How Much Should You Charge for Your Services?

How to price your services to attract business and make a profit ?

Independent contractors (ICs) can charge for their services in a variety of ways, such as a fixed amount for an entire project, an hourly fee, or a sales commission.

No matter how you bill clients, however, you first need to figure out how much to charge — even if you charge a fixed fee for the whole project. You can’t determine how much your fixed fee should be unless you know roughly how many hours the job will take and what you need to earn per hour to make it worth your while.

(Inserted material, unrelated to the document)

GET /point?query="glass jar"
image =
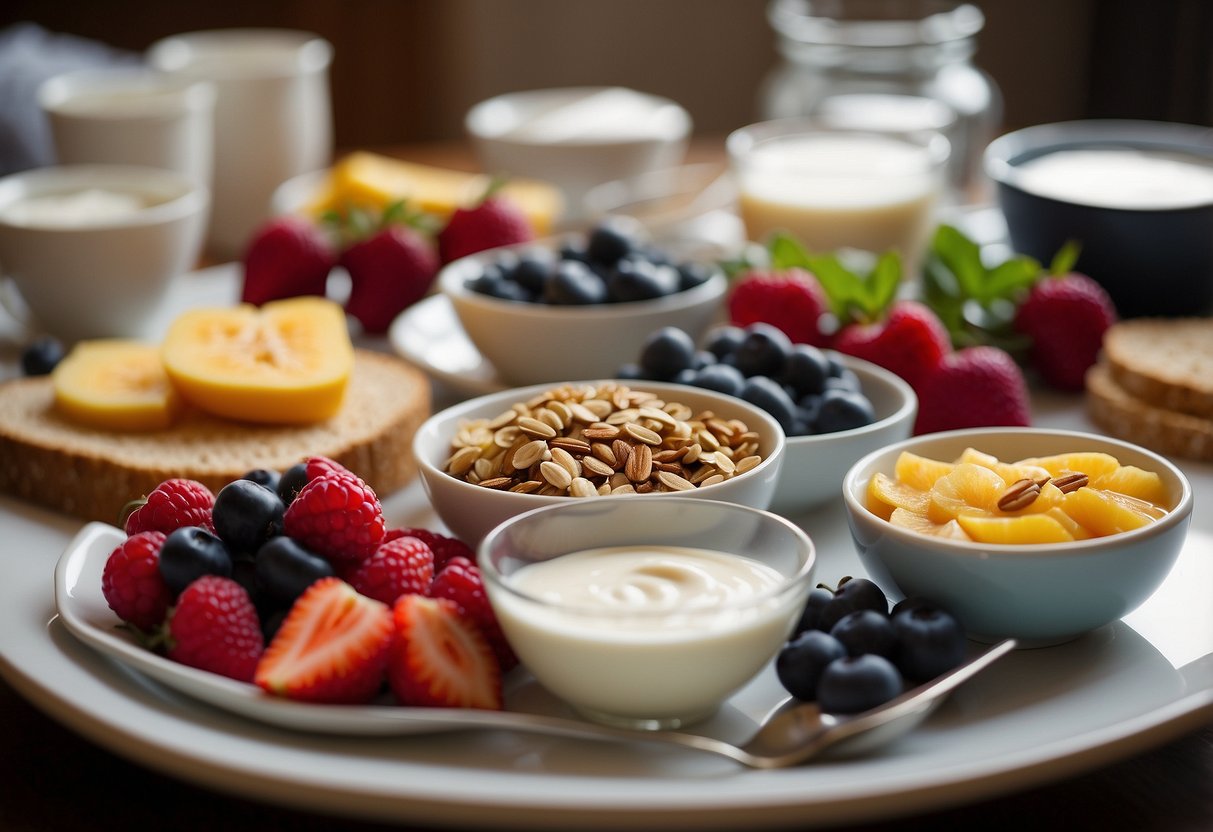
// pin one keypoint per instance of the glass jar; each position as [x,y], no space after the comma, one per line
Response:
[900,64]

If you’re experienced in your field, you probably already know what to charge because you are familiar with market conditions. However, if you’re just starting out, you may have no idea what you can or should charge. If you’re in this boat, try using a two-step approach to determine your hourly rate:

  • Calculate what your rate should be, based on your expenses.
  • Investigate the marketplace to see if you should adjust your rate up or down.

Calculate Your Hourly Rate

Business schools teach a standard formula for determining an hourly rate: Add up your labor and overhead costs, add the profit you want to earn, then divide the total by your hours worked. This is the minimum you must charge to pay your expenses, pay yourself a salary, and earn a profit. Depending on market conditions, you may be able to charge more for your services — or you might have to get by on less.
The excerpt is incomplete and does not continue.